A Numerical Study of Combining RBF Interpolation and Finite Differences to Approximate Differential Operators
Adrijan Rogan, Andrej Kolar-Požun, Gregor Kosec
TL;DR
This paper compares two RBF-based operator-approximation strategies on a 2D Poisson problem: the standard RBF-FD and a hybrid method that uses RBF interpolation to realize virtual FD stencils. By varying monomial augmentation degree $m$ and virtual-stencil spacing $\delta=\sigma h$ across five-point and nine-point stencils, the study reveals regimes where the hybrid approach can outperform RBF-FD, particularly near the optimal $\sigma$ when $m$ is modest, albeit with higher computational cost.

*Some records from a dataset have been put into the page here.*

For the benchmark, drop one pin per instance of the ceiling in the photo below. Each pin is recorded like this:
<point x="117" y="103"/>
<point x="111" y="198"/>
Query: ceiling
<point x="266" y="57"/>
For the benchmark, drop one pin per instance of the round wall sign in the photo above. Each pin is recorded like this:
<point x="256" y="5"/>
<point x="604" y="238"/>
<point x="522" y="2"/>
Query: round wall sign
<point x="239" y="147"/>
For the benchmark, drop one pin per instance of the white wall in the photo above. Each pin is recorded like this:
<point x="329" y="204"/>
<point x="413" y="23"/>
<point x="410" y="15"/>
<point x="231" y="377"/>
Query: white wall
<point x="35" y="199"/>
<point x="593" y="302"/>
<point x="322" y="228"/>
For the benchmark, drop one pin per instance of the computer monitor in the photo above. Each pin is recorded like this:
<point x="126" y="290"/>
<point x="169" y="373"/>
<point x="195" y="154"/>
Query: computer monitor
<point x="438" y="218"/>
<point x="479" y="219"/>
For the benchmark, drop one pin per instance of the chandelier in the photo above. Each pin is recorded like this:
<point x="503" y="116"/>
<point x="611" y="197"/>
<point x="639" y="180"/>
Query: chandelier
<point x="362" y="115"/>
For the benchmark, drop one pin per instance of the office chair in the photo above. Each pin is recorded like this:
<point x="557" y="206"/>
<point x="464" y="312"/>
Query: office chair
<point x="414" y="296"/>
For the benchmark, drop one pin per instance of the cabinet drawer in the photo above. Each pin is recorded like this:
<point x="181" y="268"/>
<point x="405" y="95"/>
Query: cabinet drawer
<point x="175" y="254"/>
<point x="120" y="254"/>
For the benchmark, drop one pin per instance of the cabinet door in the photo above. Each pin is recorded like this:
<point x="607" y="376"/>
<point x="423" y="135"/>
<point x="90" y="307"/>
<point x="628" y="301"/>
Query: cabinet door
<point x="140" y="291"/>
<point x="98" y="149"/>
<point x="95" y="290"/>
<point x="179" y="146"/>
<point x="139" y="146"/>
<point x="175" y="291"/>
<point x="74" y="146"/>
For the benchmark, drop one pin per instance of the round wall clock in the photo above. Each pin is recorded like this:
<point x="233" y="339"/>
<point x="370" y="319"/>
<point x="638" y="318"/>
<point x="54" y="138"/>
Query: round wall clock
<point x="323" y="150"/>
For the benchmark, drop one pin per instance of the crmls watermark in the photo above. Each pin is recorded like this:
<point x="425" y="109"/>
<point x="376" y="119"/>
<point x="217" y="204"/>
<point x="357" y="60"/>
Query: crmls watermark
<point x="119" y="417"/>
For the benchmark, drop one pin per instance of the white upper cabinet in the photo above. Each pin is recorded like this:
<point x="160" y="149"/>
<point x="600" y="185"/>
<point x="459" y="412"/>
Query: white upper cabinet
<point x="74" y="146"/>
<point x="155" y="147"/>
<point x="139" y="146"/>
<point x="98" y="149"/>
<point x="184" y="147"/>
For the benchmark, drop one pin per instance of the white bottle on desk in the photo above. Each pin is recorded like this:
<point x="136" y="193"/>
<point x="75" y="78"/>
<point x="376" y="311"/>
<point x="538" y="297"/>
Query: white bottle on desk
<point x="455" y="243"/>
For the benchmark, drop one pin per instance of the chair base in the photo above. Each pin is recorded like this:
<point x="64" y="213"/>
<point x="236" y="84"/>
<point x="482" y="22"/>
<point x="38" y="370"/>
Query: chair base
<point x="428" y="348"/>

The results highlight that tuning $\sigma$ and $m$ is crucial for maximizing accuracy, and that higher-order RBF-FD generally dominates the hybrid method for large $m$, while the hybrid shines at specific parameter settings for lower $m$. The work underscores the potential of hybrid meshless-FD schemes for adapting existing FD stencils to irregular node layouts, with practical implications for complex geometries and problem-specific discretizations.
Abstract
This paper focuses on RBF-based meshless methods for approximating differential operators, one of the most popular being RBF-FD. Recently, a hybrid approach was introduced that combines RBF interpolation and traditional finite difference stencils. We compare the accuracy of this method and RBF-FD on a two-dimensional Poisson problem for standard five-point and nine-point stencils and different method parameters.